ASCAP has suffered a significant defeat in its rate court litigation against Pandora. In that proceeding, Pandora sought to have its current ASCAP musical composition public performance license rate (1.85% of revenue) cut to the same 1.7% rate paid by terrestrial radio. ASCAP, as it has in several recent digital music rate cases, sought an increase to 3% of revenue.
Judge Cote, who had previously ruled that the attempts by certain music publishers to selectively withdraw their catalogs from the ASCAP repertory (only for certain digital music streaming services) violated the consent decree and had no legal effect, issued the Court’s final rate decision on Friday.
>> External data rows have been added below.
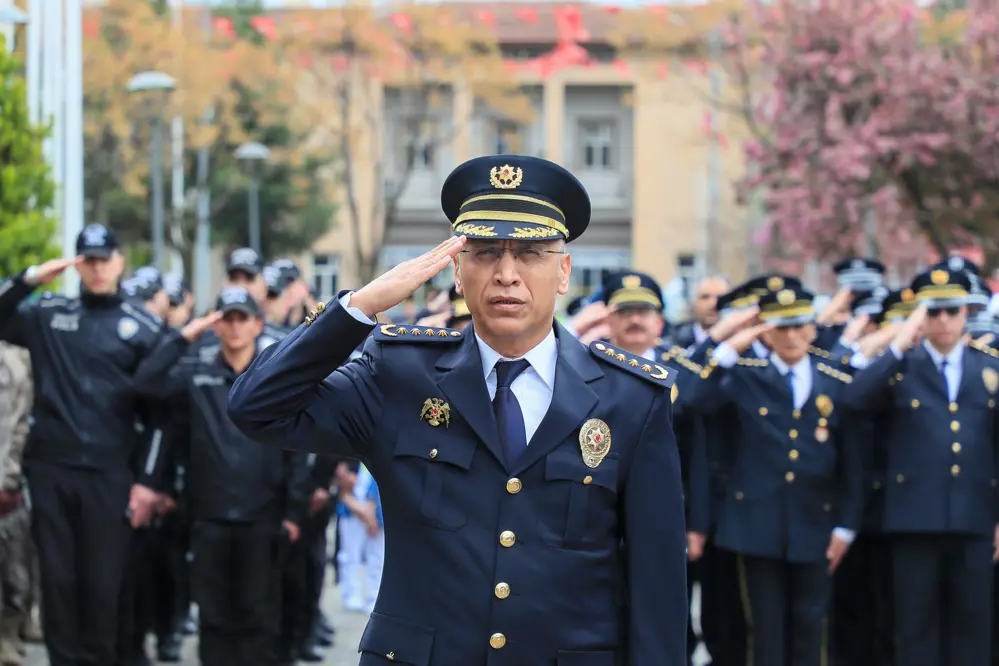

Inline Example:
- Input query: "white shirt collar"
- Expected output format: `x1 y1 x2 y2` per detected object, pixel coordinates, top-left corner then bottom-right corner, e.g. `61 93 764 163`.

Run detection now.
475 329 558 390
923 340 964 368
770 354 812 377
Although the full decision was filed under seal until the parties have a chance to request redaction of confidential information from the decision, ASCAP has disclosed that the Court has kept Pandora’s ASCAP rate at 1.85%.
In what can only be described as a delusional press release, ASCAP attempted to spin the decision as only a partial loss, in that “Judge Cote’s decision does not fully adopt the escalating rate structure that ASCAP had proposed.” ASCAP then goes on to claim that Judge Cote’s decision somehow proves that the rate court (and the antitrust consent decree governing the rate court) no longer work and must be changed (in other words, abolished). Although full analysis must wait for the public release of the full rate decision, the bottom line rate result alone demonstrates that ASCAP is absolutely wrong on both counts.
First, the decision is a total loss for ASCAP, following several other recent total losses in rate court. Judge Cote did not decline to “fully adopt” the rate increase proposed by ASCAP. She completely rejected any “escalation” of the rate, much like she entirely rejected the substantial rate increases ASCAP attempted to obtain in the recent DMX and MobiTV rate cases. No amount of spinning can change the fact that ASCAP has now had multiple opportunities to present actual evidence in an unbiased court to back up its frequently press-released claims that the rates for digital music services are too low. Each and every time, the rate court has found the evidence lacking.
Second, the fact that the ASCAP rate court has recently and consistently rejected multiple attempts by ASCAP to obtain substantial rate increases only proves that the rate court (and consent decree) remain absolutely necessary to prevent ASCAP (and BMI) from abusing the absolute market power they enjoy as an inherent feature of collective and blanket licensing of copyrights. There has never been (and can never be) a true “free market” in the music licensing space because the rights ASCAP and BMI sell are not in competition with one another. One cannot operate a legal music service without licenses from both PROs. Without the consent decree and rate court supervision, ASCAP would have been free to demand rates even higher than the 3% proposal rejected as unreasonably high by Judge Cote, and Pandora would have had no choice whatsoever but to pay it.
More analysis to come after the public version of the decision is released.